If you don't have Firebug installed, you can run this testcase using Error Console. This works on trunk with Firebug 1.6X.0a9. This works on 1.9.2 with Firebug 1.5.4.
If you don't have DOM Inspector installed, you can run this testcase using Error Console. This works on trunk with DOMI 2.0.5 or 2.0.4. This works on 1.9.2 with DOMI 2.0.4. This does not work on 1.9.2 with DOMI 2.0.5 because 1.9.2 does not have XPCNativeWrapper.unwrap method and thus JS Object viewer does not unwrap XPCNativeWrapper. See bug 533599 and bug 533596.
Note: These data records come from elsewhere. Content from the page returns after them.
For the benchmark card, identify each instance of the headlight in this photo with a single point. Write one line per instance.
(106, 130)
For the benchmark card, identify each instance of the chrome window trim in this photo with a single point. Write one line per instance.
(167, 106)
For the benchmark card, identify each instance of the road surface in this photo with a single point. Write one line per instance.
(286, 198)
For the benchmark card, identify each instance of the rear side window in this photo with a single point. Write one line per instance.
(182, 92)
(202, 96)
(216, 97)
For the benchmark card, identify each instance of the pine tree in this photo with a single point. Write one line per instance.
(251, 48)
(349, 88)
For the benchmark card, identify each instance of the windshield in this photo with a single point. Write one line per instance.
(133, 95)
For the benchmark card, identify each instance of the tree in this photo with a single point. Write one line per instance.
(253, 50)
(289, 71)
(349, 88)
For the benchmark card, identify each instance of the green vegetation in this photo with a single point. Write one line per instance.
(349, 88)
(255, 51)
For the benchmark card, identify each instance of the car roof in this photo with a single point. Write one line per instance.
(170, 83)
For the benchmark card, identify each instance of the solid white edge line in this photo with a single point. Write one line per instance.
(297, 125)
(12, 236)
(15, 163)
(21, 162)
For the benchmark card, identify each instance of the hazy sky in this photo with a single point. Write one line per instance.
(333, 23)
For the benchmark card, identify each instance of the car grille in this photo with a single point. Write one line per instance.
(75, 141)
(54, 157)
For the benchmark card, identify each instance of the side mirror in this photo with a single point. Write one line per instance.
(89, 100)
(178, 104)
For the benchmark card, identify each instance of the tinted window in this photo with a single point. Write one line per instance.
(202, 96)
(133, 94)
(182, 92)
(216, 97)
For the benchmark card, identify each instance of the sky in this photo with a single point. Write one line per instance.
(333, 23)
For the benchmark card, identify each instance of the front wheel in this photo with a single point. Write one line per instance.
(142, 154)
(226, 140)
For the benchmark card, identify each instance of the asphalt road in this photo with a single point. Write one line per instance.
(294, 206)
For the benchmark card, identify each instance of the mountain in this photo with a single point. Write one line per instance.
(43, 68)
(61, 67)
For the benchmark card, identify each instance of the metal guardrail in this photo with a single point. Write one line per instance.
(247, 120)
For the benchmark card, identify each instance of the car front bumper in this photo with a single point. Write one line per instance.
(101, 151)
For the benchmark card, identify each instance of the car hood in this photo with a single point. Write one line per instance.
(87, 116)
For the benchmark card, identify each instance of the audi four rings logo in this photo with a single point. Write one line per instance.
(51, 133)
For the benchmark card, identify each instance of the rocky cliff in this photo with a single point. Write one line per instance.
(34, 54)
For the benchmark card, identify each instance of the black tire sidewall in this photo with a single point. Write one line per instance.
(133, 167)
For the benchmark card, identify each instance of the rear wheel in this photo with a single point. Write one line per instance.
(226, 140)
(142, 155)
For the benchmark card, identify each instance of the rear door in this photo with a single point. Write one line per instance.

Bug 558540 is related to this bug. (Bug 558540 is not yet fixed. I can reproduce that bug on fx-3.7a5pre-2010-05-19-04.) http://mxr.mozilla.org/mozilla-central/source/browser/components/sessionstore/content/aboutSessionRestore.js Basically, restoreSession() does: var s = new Components.utils.Sandbox("about:blank"); var sjow = Components.utils.evalInSandbox("({ a : [ {}, {} ] })", s); sjow.a = sjow.a.filter(function() true); sjow.toSource(); The return value of sjow.a.filter() is an array that came from chrome, and when setting sjow.a, that array is wrapped in a COW. And then, when getting toSource method from the COW, since cx->fp is null, RewrapForContent uses cx->globalObject as scope and thus the return value (array_toSource method) is not wrapped in XPC_COW_FunctionWrapper. Thus, array_toSource is called on the COW and throws: Error: Array.prototype.toSource called on incompatible ChromeObjectWrapper Note: Since this comment could reveal the security problem, I commented here instead of commenting in bug 558540.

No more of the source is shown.